= John F. Beard =

American politician

John Forbes Beard (August 13, 1822 – October 2, 1891) was an American plasterer and farmer from Gratiot, Wisconsin, who served a single one-year term as a member of the Wisconsin State Assembly from Lafayette County, Wisconsin.

== Background ==
Beard was born in Landisburg, Pennsylvania on August 13, 1822. He received a common school education. He left Pennsylvania in 1840 with $12, an umbrella and his clothes, walked the 250 miles to Wheeling, West Virginia, where he caught a boat to Cincinnati, Ohio; thence to Piqua, Ohio, where he worked for about a year before returning to Pennsylvania. He then learned the trade of plasterer, and left for Wisconsin in 1845, spending about a year in Galena, Illinois, then settled in New Diggings where on March 17, 1846, he married Amanda Criss, a native of Wheeling. He stayed in New Diggings for six years or so, before moving on, coming in 1851 to Gratiot. He served on the town board of Gratiot.

== Legislature ==
In 1873, Beard was elected to the Assembly from the Lafayette County district (Republican incumbent William H. Armstrong was not a candidate) as a candidate of the new Reform Party, a coalition of Democrats, reform and Liberal Republicans, and Grangers, which secured the election for two years of a Governor of Wisconsin and a number of state legislators. Beard drew 1,374 votes, winning over the 1,345 votes cast for Republican John S. Wiley. He was appointed to the standing committees on railroads, and on mining and smelting.

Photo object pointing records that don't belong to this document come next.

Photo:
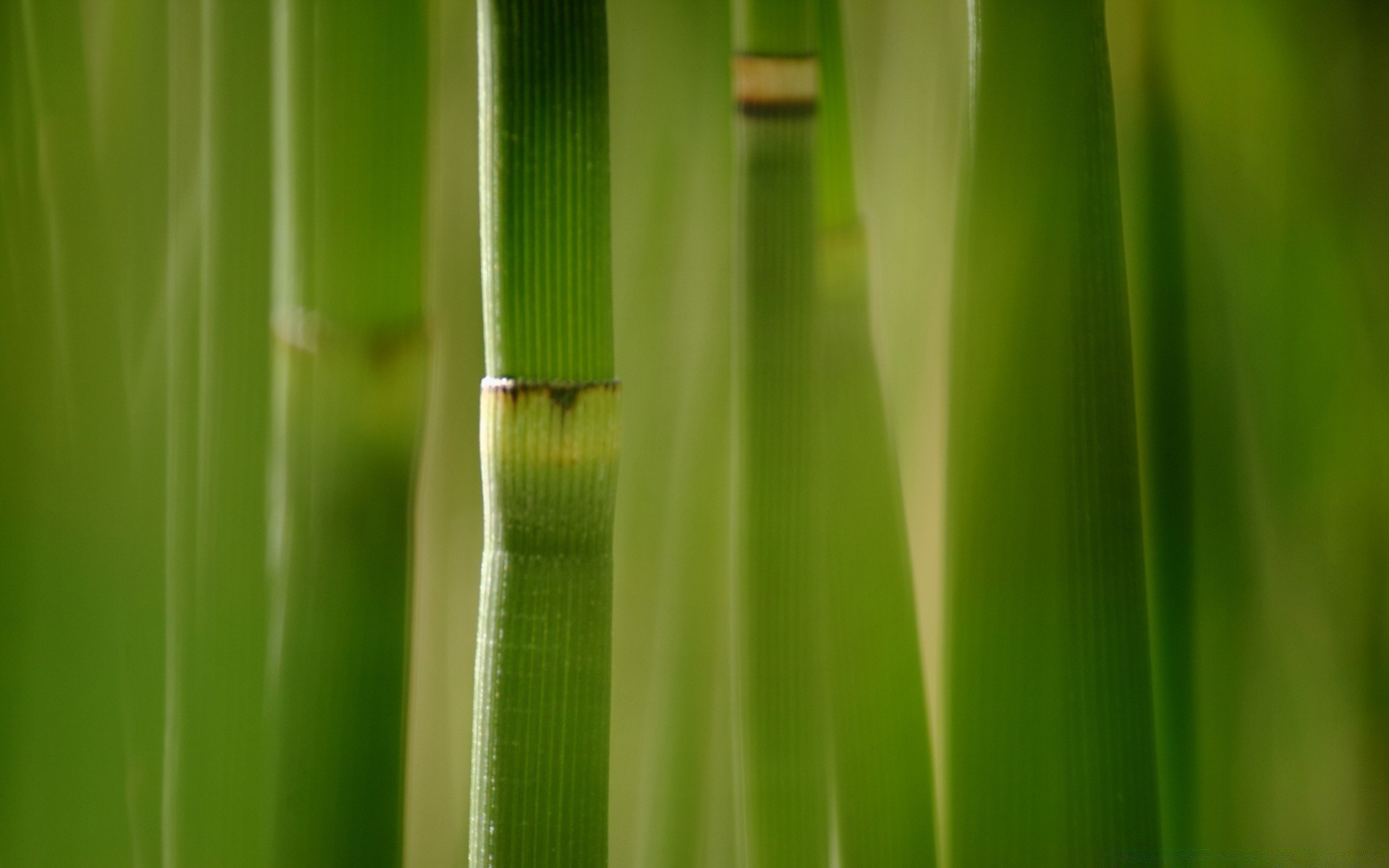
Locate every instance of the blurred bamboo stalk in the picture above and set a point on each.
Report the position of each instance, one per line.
(72, 552)
(349, 131)
(778, 592)
(883, 774)
(551, 421)
(1163, 367)
(1050, 746)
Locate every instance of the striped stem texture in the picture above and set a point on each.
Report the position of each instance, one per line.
(549, 439)
(540, 720)
(1165, 436)
(347, 389)
(777, 581)
(1050, 721)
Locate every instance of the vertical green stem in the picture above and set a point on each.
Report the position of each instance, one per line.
(1050, 714)
(1165, 435)
(777, 581)
(884, 785)
(218, 392)
(549, 439)
(347, 392)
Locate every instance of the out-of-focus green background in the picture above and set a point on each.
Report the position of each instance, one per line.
(1280, 122)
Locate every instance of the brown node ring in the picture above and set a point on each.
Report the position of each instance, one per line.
(776, 85)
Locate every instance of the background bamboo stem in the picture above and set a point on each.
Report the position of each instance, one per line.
(778, 595)
(1050, 715)
(349, 363)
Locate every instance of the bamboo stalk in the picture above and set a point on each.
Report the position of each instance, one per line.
(218, 391)
(349, 365)
(71, 546)
(1050, 714)
(549, 439)
(1162, 350)
(884, 782)
(778, 600)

Beard was not a candidate for re-election the next year, and was succeeded by Democrat John Anderson.

== After the legislature ==
Beard remained in politics after serving in the Assembly, holding various township offices in Gratiot, and after the collapse of the Reform Party, he aligned with the Democratic Party. He and Amanda Criss had eleven children between 1846 and 1874, at least six of them still living as of 1881. Amanda died on March 6, 1879. As of 1881, Beard owned 596 acres of improved land, with a two-story brick house, large barn, stable, granary and carriage house, stocked with horses, cattle, and sheep. He described himself as "in religion, Liberal." He died October 2, 1891, in Sundance Wyoming of Brights disease.